Monday, October 5, 2009

Fake Fights. Cause Real Ones Aren't Psycho Enough.

May 24, 1994
Dear Bethy,
Hi! Good news and horrible news.
1. Musical Theatre was great!
2. I feel confident about my social studies test. It was about the Pre-Civil War.
3. Nikki [a new pen pal. During this time I had A LOT of pen pals.] wrote back! She sent her picture. She's overweight but she seems nice, and that's what counts.

Horrible, terrible, no good, very bad news:
Yesterday, Evie and Piper got into a fight. Or at least that's what it was thought to be. See, after Art yesterday, Evie told me that Piper had "done it again" (meaning that Piper was calling her stupid). She was laughing when she said it so I said "Evie, are you SURE? Pink swear you're telling me the truth?" and she PINKY SWORE. Then, today I found out it was just a fake fight. I got mad at them. (I think I had the right to... don't you?)

And after music Evie wrote a note saying they were doing it for fun, not anything to do with me. So I wrote back saying "I don't believe you because you brought me into it and everything... maybe you're not the person I thought you were." And then she came by and whispered to me, "Well at least I'm not a perfect little bitch like you." I got mad and everything and since I'm so sensitive, I started crying at recess. Everyone was saying "Corey, what's wrong?" and I only wanted to be alone with Georgia and Diana. So I sobbed "I just want to be alone". Also, the whole recess Piper and Evie were following me around making fun of me. They're making fun of me but I will NOT stoop so low as to make fun of them.
Love,
Corey

PS: Mrs. Jefferson has this board called "Then and Now" and it has pictures of everyone from September and from May. Piper and Evie ruined my May picture. Luckily, Mrs. J busted them.

Woah. I'm actually pretty overwhelmed by this one. And by overwhelmed, I mean I am experiencing PTSD.
I mean, first of all, a fake fight?? What the fuck is that? That seems like a lot of trouble to go through to make someone mad.
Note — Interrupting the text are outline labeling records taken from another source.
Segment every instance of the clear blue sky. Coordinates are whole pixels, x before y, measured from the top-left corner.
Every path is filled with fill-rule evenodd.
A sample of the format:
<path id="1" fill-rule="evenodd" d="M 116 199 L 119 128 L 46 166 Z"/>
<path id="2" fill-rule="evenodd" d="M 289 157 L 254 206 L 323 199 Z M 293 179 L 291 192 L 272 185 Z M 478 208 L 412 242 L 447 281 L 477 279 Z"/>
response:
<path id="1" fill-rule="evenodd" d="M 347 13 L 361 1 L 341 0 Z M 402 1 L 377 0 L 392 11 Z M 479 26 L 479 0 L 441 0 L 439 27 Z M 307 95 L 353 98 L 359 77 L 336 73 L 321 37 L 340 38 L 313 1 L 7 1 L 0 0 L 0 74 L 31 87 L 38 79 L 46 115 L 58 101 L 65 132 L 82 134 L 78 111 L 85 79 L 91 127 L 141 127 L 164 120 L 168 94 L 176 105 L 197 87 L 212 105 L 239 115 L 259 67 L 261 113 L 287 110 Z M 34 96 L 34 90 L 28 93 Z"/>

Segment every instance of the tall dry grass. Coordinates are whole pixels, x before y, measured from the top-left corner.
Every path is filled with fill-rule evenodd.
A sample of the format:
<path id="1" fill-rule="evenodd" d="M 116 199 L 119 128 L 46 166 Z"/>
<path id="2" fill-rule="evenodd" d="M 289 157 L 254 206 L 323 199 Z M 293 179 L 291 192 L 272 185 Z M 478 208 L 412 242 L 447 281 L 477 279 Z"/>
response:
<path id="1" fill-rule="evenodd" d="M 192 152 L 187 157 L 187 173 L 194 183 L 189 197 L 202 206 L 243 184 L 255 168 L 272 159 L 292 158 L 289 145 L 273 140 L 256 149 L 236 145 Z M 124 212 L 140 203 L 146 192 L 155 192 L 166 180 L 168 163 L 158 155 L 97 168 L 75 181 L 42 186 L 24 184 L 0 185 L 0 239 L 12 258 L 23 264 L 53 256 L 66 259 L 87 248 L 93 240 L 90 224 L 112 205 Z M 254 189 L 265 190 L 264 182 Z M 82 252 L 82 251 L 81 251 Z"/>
Making someone mad really isn't that hard. Especially eleven year old Corey. She seems to get mad pretty easily (whereas now, you know, my temper's totally under control)
I can't quite get a grasp on what I was so upset about... so I understand that saying Evie wasn't show I thought she was is rather extreme... Did I think she was not someone who would get in a fake fight, only real ones? I'm confused. BUT that said... perfect little bitch is pretty hardcore. I mean, I was kind of a judgmental, holier than thou child.... but actually calling me on it?? ouch.

I always enjoy most of all my descriptions of my dramatic crying fits. I think I was secretly in a soap opera that no one else knew about. A really poorly written soap opera.

As for my fat pen pal... its sooooo nice of me to still think she might be a good person despite her weight. I mean, I must be a good person if I can look as horrible an affliction as being overweight in a new pen pal. I mean, ideally, all your pen pals are skinny. But oh well. These days, I'd be more concerned with the unicorn stickers she sent me. She was SO a pink unicorn type of girl. I think we all know what I'm talking about...

3 comments:

  1. I am continually amazed by this blog.

    ReplyDelete
  2. Thanks Joe. I know what a serious effort it takes to amaze someone like you. =)

    ReplyDelete
  3. Just discovered this blog. Good to know I am not the only person having "conversations" with her 11-year-old self (I've been keeping a journal now for 37 years -- not sure how many volumes I'm at, but I have a trunk load stored in my parents' attic. The ones written at age 11/12 are definately the most amuzing, yet it's that age 11/12 self I feel I have to answer to now). I look forward to reading more about 11-year-old Corey.